Outras Frentes de Investigação: PwC e KPMG
A atuação das empresas de auditoria que inspecionaram as contas da Americanas nos últimos anos também está sob investigação. A CVM abriu processos administrativos para apurar a conduta da PricewaterhouseCoopers (PwC), responsável pela auditoria entre 2019 e 2021, e da KPMG, que auditou as contas da varejista entre 2017 e 2018.
Essas auditorias, que deveriam garantir a veracidade dos relatórios financeiros da Americanas, são agora alvo de questionamentos sobre a possível omissão ou falha na detecção das inconsistências contábeis. Os processos administrativos nº 19957.001194/2023-94 e 19957.001600/2023-19, referentes à PwC, e nº 19957.001192/2023-03, referente à KPMG, estão em análise pela Superintendência de Normas Contábeis e Auditoria (SNC) da CVM.
A Responsabilidade dos Administradores
A CVM também investiga a conduta dos membros do conselho de administração da Americanas, que, de acordo com o processo nº 19957.014394/2023-15, tinham o dever de fiscalizar os gestores da companhia. Esse processo questiona se houve negligência por parte desses conselheiros, o que teria contribuído para a magnitude da fraude.
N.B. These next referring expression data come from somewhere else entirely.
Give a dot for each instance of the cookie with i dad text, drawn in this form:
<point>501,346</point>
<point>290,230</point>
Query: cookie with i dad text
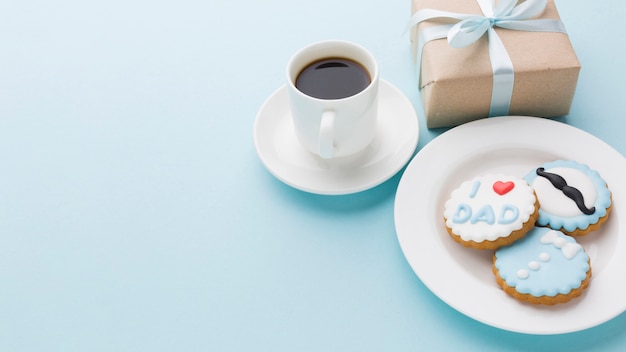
<point>574,198</point>
<point>491,211</point>
<point>544,267</point>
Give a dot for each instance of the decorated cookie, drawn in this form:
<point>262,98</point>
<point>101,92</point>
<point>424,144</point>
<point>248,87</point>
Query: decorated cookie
<point>574,199</point>
<point>491,211</point>
<point>544,267</point>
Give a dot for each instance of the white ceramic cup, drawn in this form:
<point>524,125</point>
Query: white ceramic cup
<point>334,128</point>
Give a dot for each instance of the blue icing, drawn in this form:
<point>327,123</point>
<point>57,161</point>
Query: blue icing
<point>570,224</point>
<point>517,263</point>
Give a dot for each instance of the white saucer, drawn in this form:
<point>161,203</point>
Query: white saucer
<point>285,158</point>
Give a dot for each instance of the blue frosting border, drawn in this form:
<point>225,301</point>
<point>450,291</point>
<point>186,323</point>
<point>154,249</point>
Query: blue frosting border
<point>570,224</point>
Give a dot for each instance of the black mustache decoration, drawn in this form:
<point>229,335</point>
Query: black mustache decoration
<point>570,192</point>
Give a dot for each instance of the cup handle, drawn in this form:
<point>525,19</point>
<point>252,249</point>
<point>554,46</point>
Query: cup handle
<point>326,141</point>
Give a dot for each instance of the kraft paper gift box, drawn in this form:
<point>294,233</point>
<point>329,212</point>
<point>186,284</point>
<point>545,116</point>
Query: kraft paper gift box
<point>456,84</point>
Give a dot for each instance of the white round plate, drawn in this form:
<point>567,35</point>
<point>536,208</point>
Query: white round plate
<point>462,277</point>
<point>285,158</point>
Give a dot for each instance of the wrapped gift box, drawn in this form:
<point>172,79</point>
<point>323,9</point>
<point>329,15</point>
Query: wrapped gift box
<point>456,83</point>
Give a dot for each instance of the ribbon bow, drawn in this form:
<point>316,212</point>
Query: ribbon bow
<point>507,14</point>
<point>569,249</point>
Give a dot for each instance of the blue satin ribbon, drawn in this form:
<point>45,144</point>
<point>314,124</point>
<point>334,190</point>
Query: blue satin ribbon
<point>472,27</point>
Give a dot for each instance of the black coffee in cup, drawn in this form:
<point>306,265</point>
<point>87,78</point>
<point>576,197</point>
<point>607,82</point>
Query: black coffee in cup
<point>333,78</point>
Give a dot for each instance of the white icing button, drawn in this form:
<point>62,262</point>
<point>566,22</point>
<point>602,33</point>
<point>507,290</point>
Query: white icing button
<point>522,274</point>
<point>560,242</point>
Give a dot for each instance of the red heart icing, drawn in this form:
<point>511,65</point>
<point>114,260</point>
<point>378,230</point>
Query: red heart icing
<point>503,188</point>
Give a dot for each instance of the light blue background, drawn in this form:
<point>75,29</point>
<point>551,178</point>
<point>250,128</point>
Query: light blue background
<point>135,214</point>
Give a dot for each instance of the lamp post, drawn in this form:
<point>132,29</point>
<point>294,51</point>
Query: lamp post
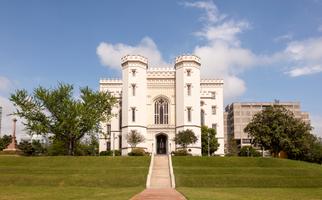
<point>208,144</point>
<point>113,144</point>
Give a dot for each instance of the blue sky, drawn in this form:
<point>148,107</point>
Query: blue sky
<point>264,50</point>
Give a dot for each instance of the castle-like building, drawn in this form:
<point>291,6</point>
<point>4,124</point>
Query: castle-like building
<point>160,102</point>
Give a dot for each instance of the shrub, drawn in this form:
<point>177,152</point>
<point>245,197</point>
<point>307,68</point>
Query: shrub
<point>137,152</point>
<point>110,153</point>
<point>249,151</point>
<point>181,152</point>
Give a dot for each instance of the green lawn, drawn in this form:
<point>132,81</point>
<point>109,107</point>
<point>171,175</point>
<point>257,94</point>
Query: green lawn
<point>247,178</point>
<point>72,177</point>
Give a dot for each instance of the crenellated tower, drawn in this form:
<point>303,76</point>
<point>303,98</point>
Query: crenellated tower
<point>187,97</point>
<point>134,92</point>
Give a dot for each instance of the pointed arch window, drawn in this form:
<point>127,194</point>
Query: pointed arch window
<point>202,117</point>
<point>161,108</point>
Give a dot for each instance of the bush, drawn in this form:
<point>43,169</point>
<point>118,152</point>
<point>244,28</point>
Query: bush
<point>181,152</point>
<point>137,152</point>
<point>110,153</point>
<point>249,151</point>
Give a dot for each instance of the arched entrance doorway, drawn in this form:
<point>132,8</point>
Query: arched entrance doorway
<point>162,142</point>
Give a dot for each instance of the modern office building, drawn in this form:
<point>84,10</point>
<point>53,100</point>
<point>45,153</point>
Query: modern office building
<point>238,115</point>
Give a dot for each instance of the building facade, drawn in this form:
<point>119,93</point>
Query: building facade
<point>160,102</point>
<point>238,115</point>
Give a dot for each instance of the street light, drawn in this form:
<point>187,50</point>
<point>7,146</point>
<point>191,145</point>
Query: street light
<point>208,145</point>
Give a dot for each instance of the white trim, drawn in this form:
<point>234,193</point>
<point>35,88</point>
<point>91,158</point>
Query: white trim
<point>148,180</point>
<point>173,182</point>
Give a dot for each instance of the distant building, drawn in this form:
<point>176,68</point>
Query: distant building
<point>0,118</point>
<point>238,115</point>
<point>160,102</point>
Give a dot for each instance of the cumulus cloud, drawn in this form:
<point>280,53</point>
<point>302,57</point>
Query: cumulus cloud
<point>307,70</point>
<point>320,28</point>
<point>5,84</point>
<point>212,14</point>
<point>111,54</point>
<point>305,55</point>
<point>285,37</point>
<point>223,55</point>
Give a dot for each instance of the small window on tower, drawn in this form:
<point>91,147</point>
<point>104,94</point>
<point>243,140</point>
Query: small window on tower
<point>188,72</point>
<point>214,110</point>
<point>189,89</point>
<point>133,72</point>
<point>133,114</point>
<point>213,95</point>
<point>133,89</point>
<point>189,114</point>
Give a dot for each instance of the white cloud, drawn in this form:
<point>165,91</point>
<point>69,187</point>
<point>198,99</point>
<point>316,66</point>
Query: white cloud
<point>316,122</point>
<point>320,28</point>
<point>211,11</point>
<point>111,54</point>
<point>5,84</point>
<point>306,55</point>
<point>222,55</point>
<point>307,70</point>
<point>286,37</point>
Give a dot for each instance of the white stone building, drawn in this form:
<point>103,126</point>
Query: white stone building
<point>159,102</point>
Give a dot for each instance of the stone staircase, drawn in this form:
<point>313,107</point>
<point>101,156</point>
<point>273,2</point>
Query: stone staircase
<point>160,177</point>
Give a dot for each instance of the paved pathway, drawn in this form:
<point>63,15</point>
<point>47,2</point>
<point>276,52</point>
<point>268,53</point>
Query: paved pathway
<point>160,172</point>
<point>159,194</point>
<point>160,183</point>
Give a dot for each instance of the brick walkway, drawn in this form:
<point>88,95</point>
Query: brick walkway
<point>159,194</point>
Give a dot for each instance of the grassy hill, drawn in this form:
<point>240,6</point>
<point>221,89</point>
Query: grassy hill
<point>247,178</point>
<point>72,177</point>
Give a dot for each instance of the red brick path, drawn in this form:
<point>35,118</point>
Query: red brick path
<point>159,194</point>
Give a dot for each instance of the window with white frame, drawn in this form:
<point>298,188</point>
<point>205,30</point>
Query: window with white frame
<point>202,117</point>
<point>133,89</point>
<point>189,114</point>
<point>133,114</point>
<point>188,72</point>
<point>213,110</point>
<point>213,95</point>
<point>189,89</point>
<point>161,111</point>
<point>133,72</point>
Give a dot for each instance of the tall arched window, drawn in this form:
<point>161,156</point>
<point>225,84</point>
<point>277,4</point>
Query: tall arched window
<point>202,117</point>
<point>161,111</point>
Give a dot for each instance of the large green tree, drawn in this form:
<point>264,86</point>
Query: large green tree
<point>57,112</point>
<point>184,138</point>
<point>5,141</point>
<point>208,138</point>
<point>276,129</point>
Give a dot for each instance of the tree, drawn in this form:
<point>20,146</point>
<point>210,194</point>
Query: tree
<point>232,147</point>
<point>184,138</point>
<point>276,129</point>
<point>248,151</point>
<point>5,141</point>
<point>55,112</point>
<point>134,138</point>
<point>208,135</point>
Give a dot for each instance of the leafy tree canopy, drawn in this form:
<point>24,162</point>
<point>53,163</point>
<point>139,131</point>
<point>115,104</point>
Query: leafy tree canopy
<point>276,129</point>
<point>5,141</point>
<point>208,135</point>
<point>186,137</point>
<point>56,112</point>
<point>134,138</point>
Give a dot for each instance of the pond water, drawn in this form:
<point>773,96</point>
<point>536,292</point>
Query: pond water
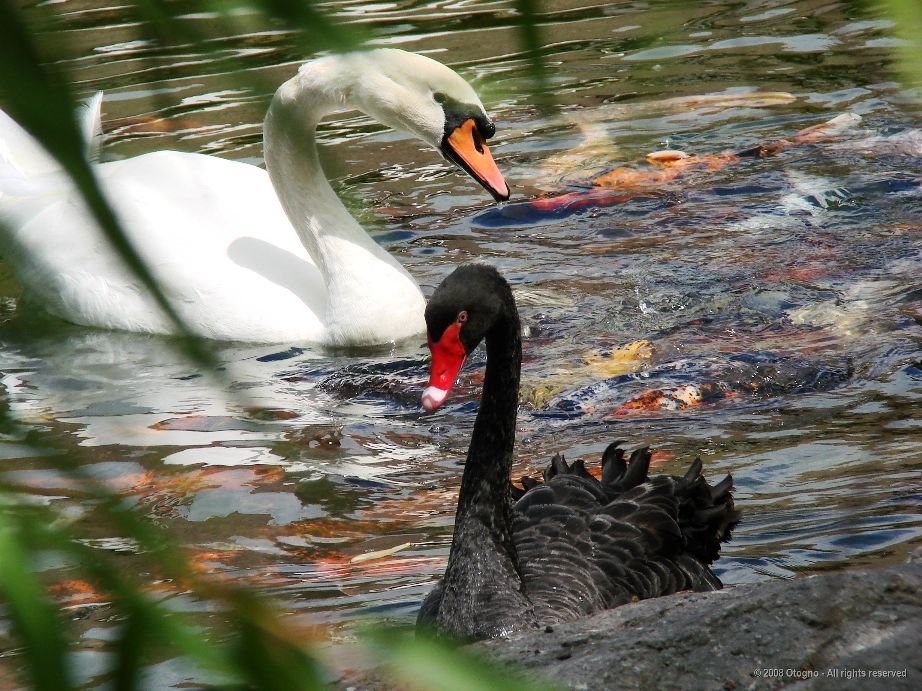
<point>773,302</point>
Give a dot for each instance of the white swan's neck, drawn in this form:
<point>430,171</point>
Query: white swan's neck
<point>366,286</point>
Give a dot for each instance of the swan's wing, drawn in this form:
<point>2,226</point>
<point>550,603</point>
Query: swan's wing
<point>585,545</point>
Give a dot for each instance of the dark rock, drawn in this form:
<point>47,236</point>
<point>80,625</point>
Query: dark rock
<point>837,630</point>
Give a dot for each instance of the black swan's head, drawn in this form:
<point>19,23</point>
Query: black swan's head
<point>462,311</point>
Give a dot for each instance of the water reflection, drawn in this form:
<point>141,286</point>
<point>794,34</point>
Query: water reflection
<point>779,297</point>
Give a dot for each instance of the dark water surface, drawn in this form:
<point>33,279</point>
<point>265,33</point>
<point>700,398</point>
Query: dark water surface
<point>777,300</point>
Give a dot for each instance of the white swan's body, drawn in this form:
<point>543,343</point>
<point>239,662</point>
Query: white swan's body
<point>240,255</point>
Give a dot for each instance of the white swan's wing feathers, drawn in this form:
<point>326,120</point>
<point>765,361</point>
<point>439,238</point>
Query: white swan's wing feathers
<point>179,209</point>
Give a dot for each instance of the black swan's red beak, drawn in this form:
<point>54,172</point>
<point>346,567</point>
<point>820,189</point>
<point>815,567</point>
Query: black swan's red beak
<point>448,355</point>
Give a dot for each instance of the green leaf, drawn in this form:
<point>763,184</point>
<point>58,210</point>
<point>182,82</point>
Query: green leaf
<point>35,620</point>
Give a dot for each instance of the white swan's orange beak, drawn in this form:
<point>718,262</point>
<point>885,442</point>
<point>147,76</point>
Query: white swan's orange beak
<point>448,357</point>
<point>465,145</point>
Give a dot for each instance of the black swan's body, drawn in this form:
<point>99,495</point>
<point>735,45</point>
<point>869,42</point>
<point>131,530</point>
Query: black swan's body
<point>572,544</point>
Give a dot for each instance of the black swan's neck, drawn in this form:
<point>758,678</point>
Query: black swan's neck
<point>485,483</point>
<point>482,589</point>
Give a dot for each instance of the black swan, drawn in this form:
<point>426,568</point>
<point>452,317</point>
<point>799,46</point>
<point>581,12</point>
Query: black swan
<point>571,545</point>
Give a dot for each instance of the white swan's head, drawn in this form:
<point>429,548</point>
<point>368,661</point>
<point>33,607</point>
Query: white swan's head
<point>415,94</point>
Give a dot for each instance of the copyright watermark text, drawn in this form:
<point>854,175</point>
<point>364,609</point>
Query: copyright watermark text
<point>844,673</point>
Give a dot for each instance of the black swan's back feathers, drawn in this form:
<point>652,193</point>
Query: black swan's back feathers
<point>585,544</point>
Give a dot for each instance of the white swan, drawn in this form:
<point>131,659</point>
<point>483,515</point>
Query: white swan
<point>243,255</point>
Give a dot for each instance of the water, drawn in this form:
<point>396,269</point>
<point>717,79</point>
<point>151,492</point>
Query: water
<point>779,296</point>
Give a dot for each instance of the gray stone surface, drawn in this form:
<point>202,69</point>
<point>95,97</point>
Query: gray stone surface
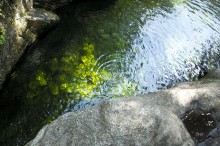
<point>152,119</point>
<point>22,24</point>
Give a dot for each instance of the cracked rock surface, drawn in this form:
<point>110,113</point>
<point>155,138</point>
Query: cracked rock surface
<point>151,119</point>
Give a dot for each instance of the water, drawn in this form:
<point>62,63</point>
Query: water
<point>102,50</point>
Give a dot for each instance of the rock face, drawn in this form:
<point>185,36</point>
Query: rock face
<point>152,119</point>
<point>50,4</point>
<point>20,24</point>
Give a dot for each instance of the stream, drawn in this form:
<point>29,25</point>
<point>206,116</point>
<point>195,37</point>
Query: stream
<point>108,49</point>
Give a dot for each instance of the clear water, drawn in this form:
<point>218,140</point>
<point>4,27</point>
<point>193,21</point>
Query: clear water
<point>108,49</point>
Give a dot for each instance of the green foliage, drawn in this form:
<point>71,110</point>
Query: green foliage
<point>2,36</point>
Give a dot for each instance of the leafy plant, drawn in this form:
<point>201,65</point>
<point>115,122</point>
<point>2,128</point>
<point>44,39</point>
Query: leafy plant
<point>2,36</point>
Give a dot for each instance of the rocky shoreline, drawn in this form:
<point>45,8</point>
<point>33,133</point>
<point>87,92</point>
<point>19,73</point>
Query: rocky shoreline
<point>20,25</point>
<point>151,119</point>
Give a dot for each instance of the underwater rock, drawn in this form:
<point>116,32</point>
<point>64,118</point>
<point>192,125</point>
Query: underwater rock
<point>151,119</point>
<point>20,26</point>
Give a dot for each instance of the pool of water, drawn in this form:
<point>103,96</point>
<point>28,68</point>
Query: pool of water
<point>107,49</point>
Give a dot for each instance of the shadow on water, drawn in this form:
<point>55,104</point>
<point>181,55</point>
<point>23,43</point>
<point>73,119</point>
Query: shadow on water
<point>104,50</point>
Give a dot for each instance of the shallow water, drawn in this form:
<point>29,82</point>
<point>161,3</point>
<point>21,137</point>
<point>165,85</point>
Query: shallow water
<point>110,49</point>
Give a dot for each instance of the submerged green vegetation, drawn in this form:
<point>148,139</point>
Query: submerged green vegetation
<point>102,50</point>
<point>2,35</point>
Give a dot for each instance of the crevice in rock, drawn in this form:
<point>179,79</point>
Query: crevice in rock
<point>199,124</point>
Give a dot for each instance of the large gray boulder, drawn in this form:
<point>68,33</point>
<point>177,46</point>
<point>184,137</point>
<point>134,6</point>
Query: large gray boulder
<point>153,119</point>
<point>20,25</point>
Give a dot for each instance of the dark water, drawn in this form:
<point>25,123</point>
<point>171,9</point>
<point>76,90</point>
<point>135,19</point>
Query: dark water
<point>108,49</point>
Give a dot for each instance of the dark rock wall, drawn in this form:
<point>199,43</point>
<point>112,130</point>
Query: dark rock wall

Além disso, o processo nº 19957.014751/2023-37, aberto pela CVM, investiga a publicação de demonstrações financeiras referentes aos anos de 2021 e 2022, que vieram acompanhadas de relatórios de auditoria com abstenção de opinião, um indicativo claro de que havia algo de errado nas finanças da empresa.
As investigações em torno do colapso financeiro da Americanas estão longe de terminar, mas já revelaram a profundidade da crise e a extensão das fraudes cometidas por seus antigos executivos. A CVM, em parceria com outras autoridades, continua a trabalhar para responsabilizar todos os envolvidos, aplicando as sanções cabíveis e reforçando a integridade do mercado de capitais brasileiro.
Os desdobramentos desse caso são um alerta para o mercado financeiro sobre a importância da transparência e da boa governança, e servem como um lembrete de que o uso indevido de informações privilegiadas será rigorosamente combatido pelas autoridades regulatórias.